The ultra large sphere. of cosmic image of that less then 90 degrees , there separation on any cyclically formed gap may amount to anywhere between zero plusany increment to minus ziillionths of degrees.

Nature may mirror god or disperse it, without destroying it, and vicars versa.
Nature is mirrored by God, it may also be called Cosmic Counsciousness.
Without it, there is no life . It is Atman.

Don’t worry, he is excluded from this set too. But not completely for either of you.

:wink:

This thread has gone off the rails. This has turned into a dumping ground for everybody’s ideas. My purpose here has gotten lost. So sad!

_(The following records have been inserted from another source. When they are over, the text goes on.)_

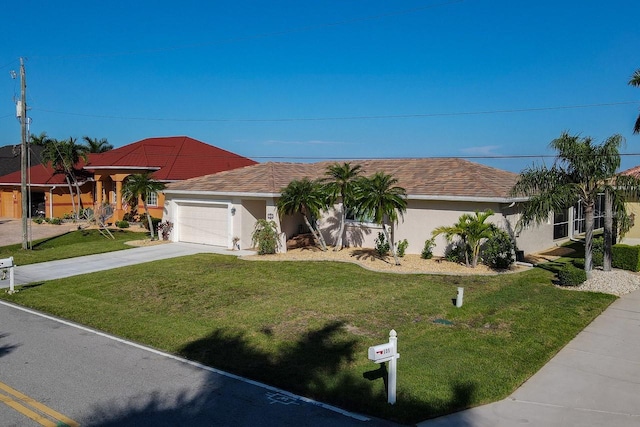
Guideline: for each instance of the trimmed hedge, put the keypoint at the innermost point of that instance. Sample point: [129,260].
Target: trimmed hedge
[625,257]
[570,275]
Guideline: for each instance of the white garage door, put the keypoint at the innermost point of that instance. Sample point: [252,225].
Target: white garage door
[203,223]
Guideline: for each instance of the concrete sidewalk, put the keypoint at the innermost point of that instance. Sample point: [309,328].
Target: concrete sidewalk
[40,272]
[593,381]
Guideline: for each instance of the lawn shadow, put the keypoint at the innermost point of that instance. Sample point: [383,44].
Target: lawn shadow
[315,366]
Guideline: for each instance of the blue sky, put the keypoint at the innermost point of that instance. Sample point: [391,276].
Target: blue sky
[316,80]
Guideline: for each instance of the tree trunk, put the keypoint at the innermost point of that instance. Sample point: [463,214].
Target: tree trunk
[313,231]
[75,182]
[387,234]
[588,238]
[343,216]
[146,211]
[608,230]
[320,236]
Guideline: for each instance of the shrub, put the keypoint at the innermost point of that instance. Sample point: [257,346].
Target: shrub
[382,246]
[570,275]
[265,237]
[402,247]
[597,252]
[154,221]
[498,250]
[625,257]
[455,253]
[165,228]
[427,251]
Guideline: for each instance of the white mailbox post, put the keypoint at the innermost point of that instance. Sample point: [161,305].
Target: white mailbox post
[7,264]
[388,353]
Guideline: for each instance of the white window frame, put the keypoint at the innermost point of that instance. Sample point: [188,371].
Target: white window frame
[152,198]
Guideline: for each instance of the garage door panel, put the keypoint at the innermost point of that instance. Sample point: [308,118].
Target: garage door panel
[205,224]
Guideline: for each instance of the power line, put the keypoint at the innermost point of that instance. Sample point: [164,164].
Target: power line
[261,35]
[336,118]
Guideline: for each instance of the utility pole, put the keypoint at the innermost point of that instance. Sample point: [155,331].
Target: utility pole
[22,112]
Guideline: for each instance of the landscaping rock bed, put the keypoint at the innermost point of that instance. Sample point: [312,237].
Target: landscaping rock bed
[369,259]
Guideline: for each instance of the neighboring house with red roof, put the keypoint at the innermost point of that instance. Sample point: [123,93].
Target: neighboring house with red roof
[214,209]
[171,159]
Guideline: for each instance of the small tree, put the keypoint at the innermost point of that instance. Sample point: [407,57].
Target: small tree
[472,231]
[340,183]
[265,237]
[308,198]
[380,198]
[635,81]
[139,186]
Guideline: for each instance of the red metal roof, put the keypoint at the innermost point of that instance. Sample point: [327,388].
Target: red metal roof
[172,158]
[177,157]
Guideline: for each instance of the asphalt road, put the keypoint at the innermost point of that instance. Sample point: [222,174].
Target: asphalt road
[66,373]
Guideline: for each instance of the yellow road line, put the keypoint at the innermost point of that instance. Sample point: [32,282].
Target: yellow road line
[36,405]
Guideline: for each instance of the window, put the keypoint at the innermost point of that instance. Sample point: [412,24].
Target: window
[152,199]
[561,224]
[354,216]
[598,216]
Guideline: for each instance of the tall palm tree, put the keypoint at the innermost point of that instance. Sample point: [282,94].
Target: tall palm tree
[340,183]
[95,145]
[581,172]
[308,198]
[472,231]
[63,156]
[139,186]
[635,81]
[381,199]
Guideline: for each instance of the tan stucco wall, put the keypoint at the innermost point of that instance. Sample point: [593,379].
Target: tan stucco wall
[420,219]
[633,208]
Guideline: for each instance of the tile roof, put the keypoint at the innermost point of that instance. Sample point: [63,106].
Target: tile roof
[428,177]
[177,158]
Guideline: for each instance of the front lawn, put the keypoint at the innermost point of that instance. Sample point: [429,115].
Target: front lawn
[306,326]
[70,245]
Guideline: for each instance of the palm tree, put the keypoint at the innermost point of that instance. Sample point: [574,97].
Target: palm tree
[579,174]
[472,230]
[381,199]
[139,186]
[635,81]
[308,198]
[95,145]
[62,156]
[340,183]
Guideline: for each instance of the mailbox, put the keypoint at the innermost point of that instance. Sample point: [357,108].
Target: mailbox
[381,353]
[6,262]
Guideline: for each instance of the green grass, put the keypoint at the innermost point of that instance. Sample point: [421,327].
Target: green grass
[306,326]
[70,245]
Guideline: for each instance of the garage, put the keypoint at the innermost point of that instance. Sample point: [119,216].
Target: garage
[205,223]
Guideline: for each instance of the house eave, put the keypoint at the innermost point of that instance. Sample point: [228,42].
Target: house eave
[218,193]
[466,198]
[410,196]
[89,167]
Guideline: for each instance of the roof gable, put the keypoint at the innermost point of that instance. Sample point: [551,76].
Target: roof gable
[172,158]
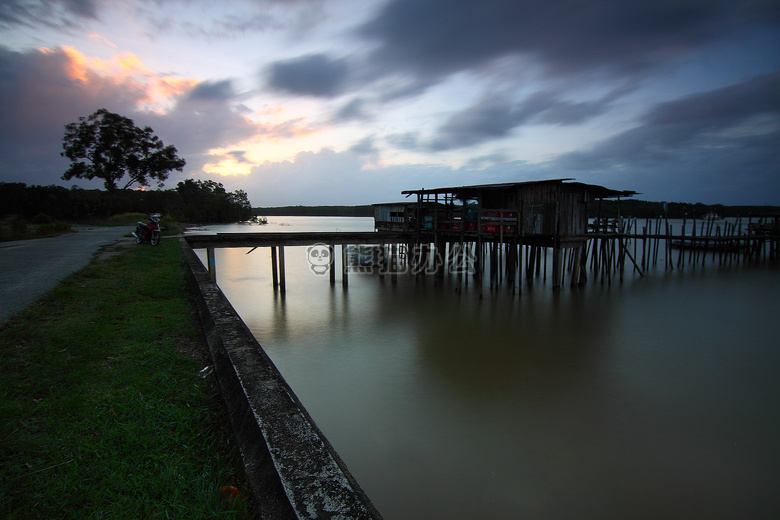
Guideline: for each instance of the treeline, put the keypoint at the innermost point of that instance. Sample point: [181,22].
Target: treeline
[315,211]
[191,201]
[646,209]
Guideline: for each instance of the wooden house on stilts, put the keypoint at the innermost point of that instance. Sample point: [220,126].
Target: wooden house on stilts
[494,224]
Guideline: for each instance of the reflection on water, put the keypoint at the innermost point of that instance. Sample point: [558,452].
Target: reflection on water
[655,398]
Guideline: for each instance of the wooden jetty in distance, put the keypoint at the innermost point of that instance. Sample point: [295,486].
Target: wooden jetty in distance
[504,232]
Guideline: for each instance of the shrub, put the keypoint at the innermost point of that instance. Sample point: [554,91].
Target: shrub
[42,218]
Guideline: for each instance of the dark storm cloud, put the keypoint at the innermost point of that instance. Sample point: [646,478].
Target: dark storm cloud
[51,13]
[494,118]
[440,37]
[736,119]
[312,75]
[352,111]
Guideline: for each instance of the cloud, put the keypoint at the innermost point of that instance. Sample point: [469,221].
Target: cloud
[51,13]
[494,117]
[717,147]
[209,91]
[311,75]
[42,91]
[437,38]
[355,110]
[729,118]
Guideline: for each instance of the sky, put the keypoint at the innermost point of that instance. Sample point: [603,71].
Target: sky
[328,102]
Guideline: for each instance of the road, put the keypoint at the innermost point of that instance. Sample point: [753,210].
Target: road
[31,268]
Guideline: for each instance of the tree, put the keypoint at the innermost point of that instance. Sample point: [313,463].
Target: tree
[208,201]
[108,146]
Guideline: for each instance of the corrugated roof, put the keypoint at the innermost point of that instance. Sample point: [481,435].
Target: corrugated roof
[600,191]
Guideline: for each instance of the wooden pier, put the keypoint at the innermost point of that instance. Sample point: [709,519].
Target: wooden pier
[504,234]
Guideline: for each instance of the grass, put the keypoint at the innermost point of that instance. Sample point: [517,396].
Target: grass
[102,412]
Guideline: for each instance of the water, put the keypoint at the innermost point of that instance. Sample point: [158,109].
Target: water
[654,398]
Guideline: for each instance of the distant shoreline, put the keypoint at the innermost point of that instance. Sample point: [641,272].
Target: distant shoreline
[609,208]
[315,211]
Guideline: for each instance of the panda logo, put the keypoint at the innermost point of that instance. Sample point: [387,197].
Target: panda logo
[319,258]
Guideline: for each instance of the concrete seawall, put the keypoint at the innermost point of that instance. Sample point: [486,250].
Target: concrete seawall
[292,469]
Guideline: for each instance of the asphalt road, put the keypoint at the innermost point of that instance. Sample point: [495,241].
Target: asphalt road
[31,268]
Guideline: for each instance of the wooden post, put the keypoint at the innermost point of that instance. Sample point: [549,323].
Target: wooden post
[274,268]
[212,263]
[344,266]
[282,282]
[332,264]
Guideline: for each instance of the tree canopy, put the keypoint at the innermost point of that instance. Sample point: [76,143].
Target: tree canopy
[109,146]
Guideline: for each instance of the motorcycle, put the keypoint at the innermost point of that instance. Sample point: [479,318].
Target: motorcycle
[150,231]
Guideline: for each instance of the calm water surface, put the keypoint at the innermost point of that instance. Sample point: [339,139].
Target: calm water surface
[653,398]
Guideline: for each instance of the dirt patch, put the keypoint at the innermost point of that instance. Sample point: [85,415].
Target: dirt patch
[117,248]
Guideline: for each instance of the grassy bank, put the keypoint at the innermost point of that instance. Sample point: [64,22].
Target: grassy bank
[102,411]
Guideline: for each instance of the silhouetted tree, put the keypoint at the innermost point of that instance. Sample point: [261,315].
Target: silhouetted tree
[108,146]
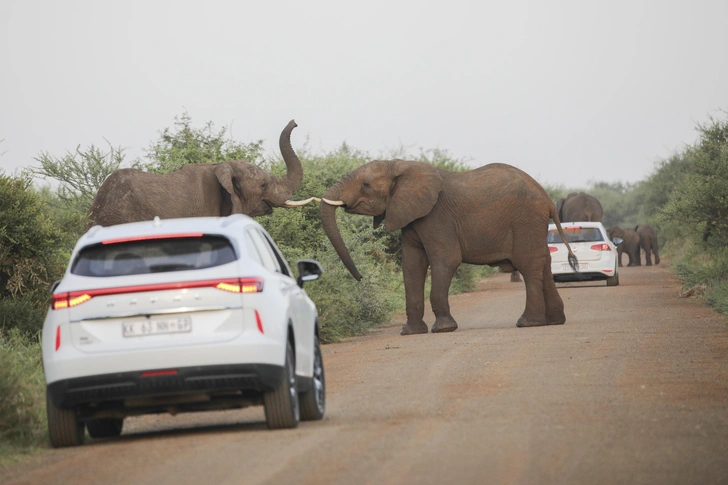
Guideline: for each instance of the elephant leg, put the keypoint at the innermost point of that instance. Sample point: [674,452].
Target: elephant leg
[442,274]
[535,313]
[414,269]
[552,300]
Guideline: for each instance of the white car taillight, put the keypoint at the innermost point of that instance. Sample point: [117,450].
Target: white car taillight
[234,285]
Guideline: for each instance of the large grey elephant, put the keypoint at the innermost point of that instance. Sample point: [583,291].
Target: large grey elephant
[648,243]
[496,215]
[630,244]
[233,187]
[579,207]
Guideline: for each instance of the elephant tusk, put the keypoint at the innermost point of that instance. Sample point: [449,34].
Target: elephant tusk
[299,203]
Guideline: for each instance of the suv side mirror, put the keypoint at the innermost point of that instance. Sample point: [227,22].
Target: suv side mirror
[308,270]
[55,285]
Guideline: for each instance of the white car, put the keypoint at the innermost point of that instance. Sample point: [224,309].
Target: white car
[179,315]
[597,255]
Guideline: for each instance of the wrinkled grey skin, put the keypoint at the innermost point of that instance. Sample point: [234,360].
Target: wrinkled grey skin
[648,243]
[630,245]
[495,215]
[233,187]
[579,207]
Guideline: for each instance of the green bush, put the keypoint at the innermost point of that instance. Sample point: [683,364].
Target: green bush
[33,253]
[22,393]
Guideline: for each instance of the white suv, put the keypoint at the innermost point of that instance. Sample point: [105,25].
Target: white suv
[597,255]
[179,315]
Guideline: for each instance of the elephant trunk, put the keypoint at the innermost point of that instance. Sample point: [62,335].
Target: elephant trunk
[294,174]
[328,221]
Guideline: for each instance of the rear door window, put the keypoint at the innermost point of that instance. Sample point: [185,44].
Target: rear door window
[153,256]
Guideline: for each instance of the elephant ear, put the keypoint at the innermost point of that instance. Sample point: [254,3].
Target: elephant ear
[559,206]
[417,185]
[226,177]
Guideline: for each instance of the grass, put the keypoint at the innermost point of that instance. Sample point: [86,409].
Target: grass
[699,267]
[22,397]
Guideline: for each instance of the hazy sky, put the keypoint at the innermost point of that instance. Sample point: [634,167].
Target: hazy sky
[571,91]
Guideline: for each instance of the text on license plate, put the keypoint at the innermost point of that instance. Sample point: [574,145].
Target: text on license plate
[566,267]
[139,328]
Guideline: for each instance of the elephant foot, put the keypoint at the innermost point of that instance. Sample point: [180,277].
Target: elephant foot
[444,325]
[555,319]
[413,328]
[524,322]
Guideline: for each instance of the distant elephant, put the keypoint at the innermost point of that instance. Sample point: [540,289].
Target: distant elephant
[495,215]
[579,207]
[630,244]
[648,243]
[233,187]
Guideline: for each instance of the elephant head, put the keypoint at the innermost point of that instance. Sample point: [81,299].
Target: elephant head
[394,191]
[579,207]
[233,187]
[255,192]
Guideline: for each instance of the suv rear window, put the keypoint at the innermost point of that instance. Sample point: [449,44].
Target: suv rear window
[575,234]
[153,256]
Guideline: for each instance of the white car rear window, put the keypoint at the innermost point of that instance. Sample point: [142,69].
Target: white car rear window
[575,234]
[153,256]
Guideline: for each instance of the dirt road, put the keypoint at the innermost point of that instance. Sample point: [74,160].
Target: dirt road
[633,389]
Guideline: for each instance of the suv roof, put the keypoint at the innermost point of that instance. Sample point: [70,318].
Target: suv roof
[581,224]
[230,225]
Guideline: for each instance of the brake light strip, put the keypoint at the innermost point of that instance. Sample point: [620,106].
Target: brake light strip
[234,285]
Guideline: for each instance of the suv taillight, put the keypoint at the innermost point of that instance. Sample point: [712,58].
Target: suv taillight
[234,285]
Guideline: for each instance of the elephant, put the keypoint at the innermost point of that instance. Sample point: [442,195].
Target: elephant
[232,187]
[630,244]
[495,215]
[579,207]
[648,243]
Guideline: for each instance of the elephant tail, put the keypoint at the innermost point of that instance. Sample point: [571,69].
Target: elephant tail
[573,261]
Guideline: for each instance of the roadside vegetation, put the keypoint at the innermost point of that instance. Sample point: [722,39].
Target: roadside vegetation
[685,198]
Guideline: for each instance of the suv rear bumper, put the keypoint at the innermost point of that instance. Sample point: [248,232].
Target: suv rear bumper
[164,382]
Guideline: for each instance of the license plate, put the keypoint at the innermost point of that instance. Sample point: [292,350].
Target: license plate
[140,328]
[567,267]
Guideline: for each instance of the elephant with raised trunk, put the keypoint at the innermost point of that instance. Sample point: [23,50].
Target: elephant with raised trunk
[233,187]
[630,245]
[579,207]
[495,215]
[648,243]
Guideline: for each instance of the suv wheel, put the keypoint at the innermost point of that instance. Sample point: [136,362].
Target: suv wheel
[313,402]
[281,405]
[64,427]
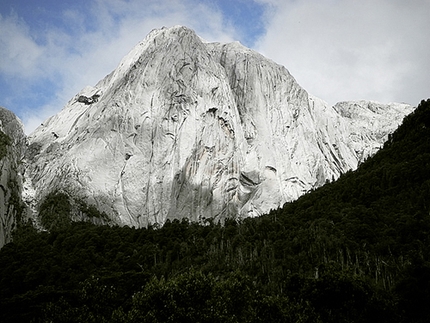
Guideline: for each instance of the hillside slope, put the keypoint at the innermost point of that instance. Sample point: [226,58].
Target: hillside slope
[188,129]
[355,250]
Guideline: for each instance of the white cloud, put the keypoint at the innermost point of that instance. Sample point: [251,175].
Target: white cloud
[92,42]
[18,51]
[345,50]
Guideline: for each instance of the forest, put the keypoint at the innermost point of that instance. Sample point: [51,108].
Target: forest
[355,250]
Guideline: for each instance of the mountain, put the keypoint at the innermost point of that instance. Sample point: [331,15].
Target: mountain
[12,149]
[354,250]
[185,128]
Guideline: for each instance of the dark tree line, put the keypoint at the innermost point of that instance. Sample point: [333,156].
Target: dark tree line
[355,250]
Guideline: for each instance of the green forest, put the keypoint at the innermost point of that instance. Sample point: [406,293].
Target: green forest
[354,250]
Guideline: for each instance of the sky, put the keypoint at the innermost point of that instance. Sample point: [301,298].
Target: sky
[336,49]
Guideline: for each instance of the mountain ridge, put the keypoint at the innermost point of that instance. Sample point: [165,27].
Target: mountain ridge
[184,128]
[189,129]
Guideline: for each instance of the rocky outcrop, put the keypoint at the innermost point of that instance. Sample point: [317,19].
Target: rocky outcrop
[12,148]
[184,128]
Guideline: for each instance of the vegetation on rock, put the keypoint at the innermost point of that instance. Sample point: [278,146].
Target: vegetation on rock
[355,250]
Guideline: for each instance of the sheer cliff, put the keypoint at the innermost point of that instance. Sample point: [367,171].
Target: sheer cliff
[12,149]
[186,128]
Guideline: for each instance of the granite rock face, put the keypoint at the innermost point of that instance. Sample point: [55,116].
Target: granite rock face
[185,128]
[12,149]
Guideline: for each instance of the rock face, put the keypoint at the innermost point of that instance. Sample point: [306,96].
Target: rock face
[185,128]
[12,148]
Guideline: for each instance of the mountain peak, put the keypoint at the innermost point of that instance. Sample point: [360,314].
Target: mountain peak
[184,128]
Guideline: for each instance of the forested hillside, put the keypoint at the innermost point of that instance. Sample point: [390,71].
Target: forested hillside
[355,250]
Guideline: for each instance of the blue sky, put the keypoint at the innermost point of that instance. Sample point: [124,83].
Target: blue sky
[336,49]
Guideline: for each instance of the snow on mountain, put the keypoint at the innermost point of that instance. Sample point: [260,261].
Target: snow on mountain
[185,128]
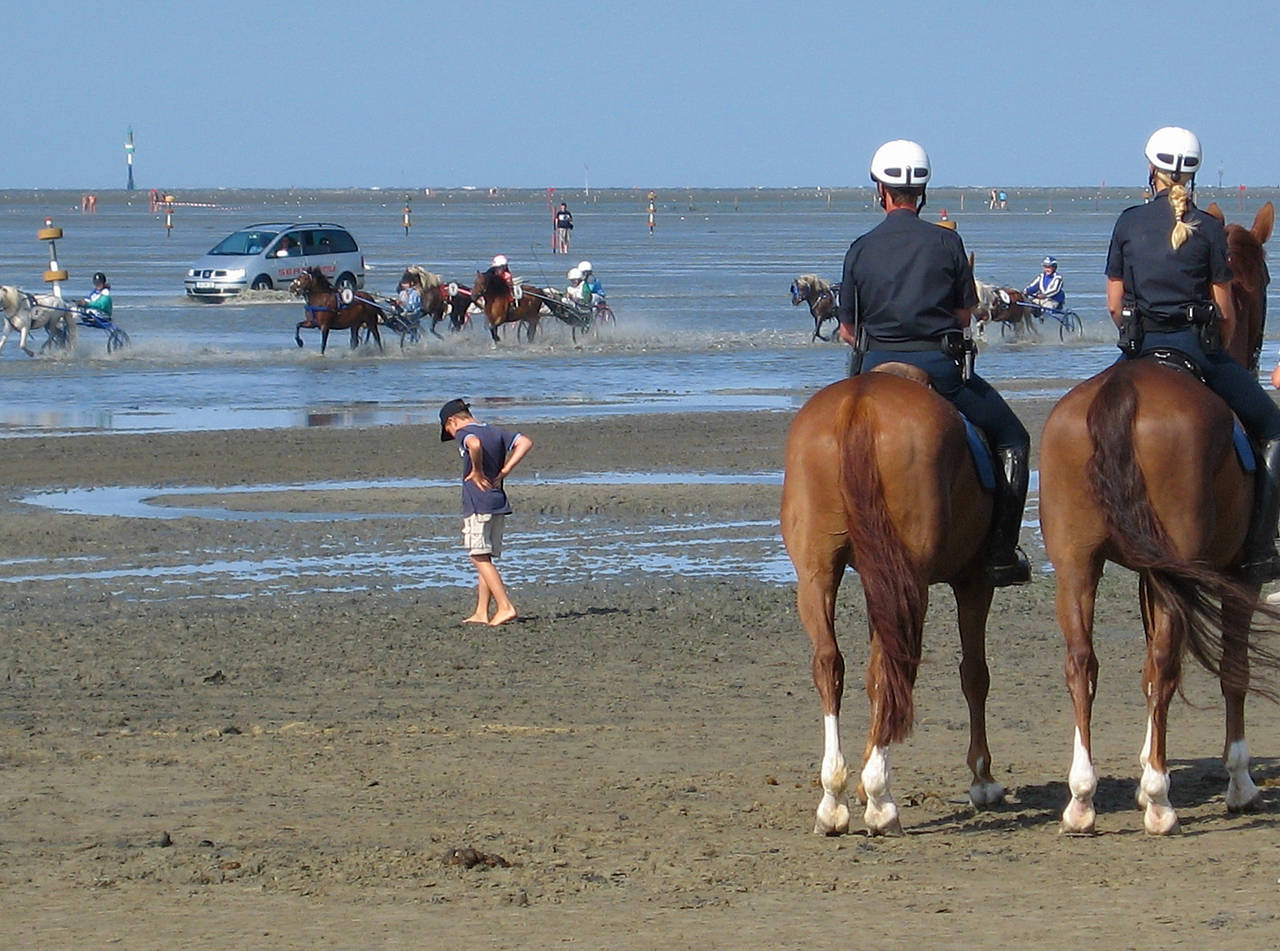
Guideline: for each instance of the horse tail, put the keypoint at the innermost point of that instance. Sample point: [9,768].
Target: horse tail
[1189,591]
[895,599]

Is your purpose to get others to read the book and discuss only what is in the book? Not allowing others to bring their own thoughts from all their experience in their existence…when presenting their opposition or agreement to the contents of the book…Or otherwise? The first conversation would probably still reflect the current mood in the current conversation as with the second conversation(of otherwise).

For anyone to prove or disprove scientifically what is in the book they can not just use the contents of the book.

The OP:

Picking your purpose out of this is actually kind of difficult.